Though her interest in volunteering was set from the very beginning of her college career, Yang’s academic interests only became clear after a long process of soul-searching.
“When I started here, I wasn’t sure what I actually liked. I started taking finance classes because my family wanted me to try it,” Yang says. However, after interning at financial companies during the summers after her second and third years, Yang couldn’t see herself in the finance sector. In the meantime, Yang had discovered a new academic interest. After taking the IMA course, Interaction Lab, to meet the science requirement of the core curriculum, Yang discovered a passion for data and coding.
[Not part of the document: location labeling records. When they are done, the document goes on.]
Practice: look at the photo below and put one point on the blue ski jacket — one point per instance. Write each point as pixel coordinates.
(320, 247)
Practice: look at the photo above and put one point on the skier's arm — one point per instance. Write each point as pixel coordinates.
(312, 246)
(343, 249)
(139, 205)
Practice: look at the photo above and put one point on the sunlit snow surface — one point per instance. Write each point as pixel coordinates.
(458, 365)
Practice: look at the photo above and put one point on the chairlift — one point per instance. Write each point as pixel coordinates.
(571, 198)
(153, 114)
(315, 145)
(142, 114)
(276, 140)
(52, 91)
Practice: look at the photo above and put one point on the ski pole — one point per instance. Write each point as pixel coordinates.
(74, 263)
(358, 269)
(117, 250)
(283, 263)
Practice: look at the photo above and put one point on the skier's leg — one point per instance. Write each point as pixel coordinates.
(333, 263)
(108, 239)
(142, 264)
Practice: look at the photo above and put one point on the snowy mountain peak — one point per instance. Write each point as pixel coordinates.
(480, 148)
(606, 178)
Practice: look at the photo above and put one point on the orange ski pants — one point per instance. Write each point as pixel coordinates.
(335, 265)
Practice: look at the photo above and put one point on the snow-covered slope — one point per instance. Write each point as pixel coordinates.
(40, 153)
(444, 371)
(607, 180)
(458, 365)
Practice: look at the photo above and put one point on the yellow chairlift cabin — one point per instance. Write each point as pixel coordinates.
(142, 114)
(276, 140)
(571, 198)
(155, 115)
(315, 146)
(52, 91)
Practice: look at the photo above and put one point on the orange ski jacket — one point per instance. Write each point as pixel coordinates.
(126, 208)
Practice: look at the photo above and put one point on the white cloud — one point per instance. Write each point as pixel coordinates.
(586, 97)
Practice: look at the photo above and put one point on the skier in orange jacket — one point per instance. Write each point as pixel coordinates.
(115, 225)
“Though it seems like I stumbled into data science, I think it was actually inevitable,” Yang says. “I was fascinated by the coding aspect. It was just so cool to realize an idea through code!”
While she was studying away in New York during her third year, Yang took the Introduction to Programming and Data Science course at NYU Stern. “It was a heavy course-load,” says Yang. “It was full-stack programming. We learned how to use web crawlers, construct databases, analyze data, and design websites.”
Yang says that the systematic nature of the course nurtured a love of data mining and analysis, and affirmed her decision to choose data science as a second major.
During study-away in New York, Yang Xiaohan also took the University Honors Leadership Course. In this class, the professor brought students to DC to visit the Supreme Court and interact with judges.
After returning to NYU Shanghai for her final year of university, Yang worked on a research project in her Machine Learning course under the direction of Enric Junqué de Fortuny, which uses linear regression, gradient descent, and neural networks. Yang and her team’s project involves concert pricing and venue selection, and is aimed at helping independent music groups set competitive ticket prices, and find the best venues.
Yang has learned to apply her data science know-how to other disciplines. She is assisting Assistant Professor Faculty Fellow of Engineering, Chen Zhibin in his work on transportation planning and new energy vehicles.
After graduation, Yang will return to Chengdu, and join a research project by the Institution of New Economic Development. “At this think tank, I will be doing research with Professor Zhou Tao, who is quite influential in China’s big data sector,” says Yang. “One of their ongoing projects is using information from CVs to analyze gender equality.”
Yang says her interest in this research topic is the real motivator behind her decision to return home. She recalls reading texts on topics of gender in her Global Perspectives on Society course during freshman year, and says this course introduced her to foundational feminist theories.
“Returning to Chengdu also means I’ll be on the ground for many of FutureChina’s efforts. We need people in Chengdu right now,” Yang says.
Kendrick says she is impressed with Yang’s determination to bring both the hard skills and ethical foundations she has built in school to her goals for social work. “She is not afraid to take risks and devote herself to her organization,” say Kendrick. “I wish her strength, courage and renewed dedication to her social efforts!”
Yang says she will miss the open and inclusive environment at NYU Shanghai. “This school is always encouraging everyone to think about who they really want to be. This gave me the courage to do what I’m truly interested in,” says Yang. “If I had gone somewhere else, perhaps I would still be adrift and unsure, afraid to make my own decisions.”